Hal lay flat on his back, welcoming the numbness afforded to him by the whisky he’d drunk straight from the bottle as soon as he’d crossed his own threshold. He’d always known that life would catch up with him sooner or later, but he hadn’t counted on it crashing back in and flattening Honey as well as himself. Bloody Imogen. She’d been his everything, and her letter had caused him all kinds of pain. How could she do this now? How could she come back and lay out their future in a few simple words.Hire a chef. Did she even know him at all?
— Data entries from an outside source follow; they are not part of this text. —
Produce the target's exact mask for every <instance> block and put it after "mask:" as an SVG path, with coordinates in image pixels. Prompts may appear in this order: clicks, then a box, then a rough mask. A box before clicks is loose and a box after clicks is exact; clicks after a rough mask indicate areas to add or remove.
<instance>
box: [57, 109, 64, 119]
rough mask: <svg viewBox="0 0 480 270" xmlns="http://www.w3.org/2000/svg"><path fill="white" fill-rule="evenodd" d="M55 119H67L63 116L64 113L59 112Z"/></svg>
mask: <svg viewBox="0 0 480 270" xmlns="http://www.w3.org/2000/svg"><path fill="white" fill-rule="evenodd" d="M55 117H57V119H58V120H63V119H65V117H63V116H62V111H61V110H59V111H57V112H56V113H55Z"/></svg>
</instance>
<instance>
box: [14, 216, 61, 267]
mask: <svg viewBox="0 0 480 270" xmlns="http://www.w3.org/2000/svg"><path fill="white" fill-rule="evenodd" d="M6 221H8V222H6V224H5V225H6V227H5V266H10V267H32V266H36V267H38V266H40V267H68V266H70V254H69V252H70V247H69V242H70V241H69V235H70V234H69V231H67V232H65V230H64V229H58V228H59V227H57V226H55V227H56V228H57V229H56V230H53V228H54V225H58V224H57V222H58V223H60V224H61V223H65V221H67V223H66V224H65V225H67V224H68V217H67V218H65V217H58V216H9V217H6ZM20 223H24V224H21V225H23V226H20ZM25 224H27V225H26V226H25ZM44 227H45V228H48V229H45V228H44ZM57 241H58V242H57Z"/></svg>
Didn’t she understand how excruciating it would be for him to own a restaurant and not run his own kitchen? She’d clearly assumed him incapable of taking it on himself, and maybe he was, but was that her decision to make? He didn’t want to trade on his past reputation for the sake of hanging on to a lifestyle that no longer had any meaning to him. Life in general had precious little meaning, but these last few days he’d allowed a few chinks of light into the darkness. He’d found moments of hope teaching Skinny Steve in the kitchens at the home, he’d found moments of laughter listening to Honey regale her haphazard life through his door, and tonight on Honey’s sofa he’d felt like a whole man again for the first time in a long time. And then, the letter. Listening to the woman he’d just had sex with read a letter from the woman he’d planned to marry had screwed him up on just about every level. He hated himself for letting Honey read it to him. It had been selfish and unkind, yet he’d allowed it to happen because he’d been desperate to hear it. His needs over hers. An orgasm in exchange for a clerical favour. It hadn’t been a fair deal.
CHAPTER THIRTY-ONE
The following morning came with indecent haste, and Honey had never felt more ill-prepared to lead her troops into battle. It was with tired eyes and a sore heart that she opened her door at a little after half past seven in the morning. It came as a shock to find Hal leaning against the wall outside her door. She’d assumed she wouldn’t see him again for days.
‘What are you doing lurking around in the hallway?’
‘I told you I’d be there today to help feed the protesters. That hasn’t changed.’
It was just about the only thing that hadn’t.
‘We can manage without you,’ Honey said, even though they patently, clearly could not.
‘Don’t be stupid. You’ll have mutiny on your hands if you leave Skinny Steve in charge of the kitchen,’ he said, then dropped his voice. ‘There’s no need for us to be awkward around each other. We’re adults, not school kids.’
So that was how he was going to play it. Achingly cool, terribly sophisticated, it happens every day kind of thing. Well she’d never be able to do that.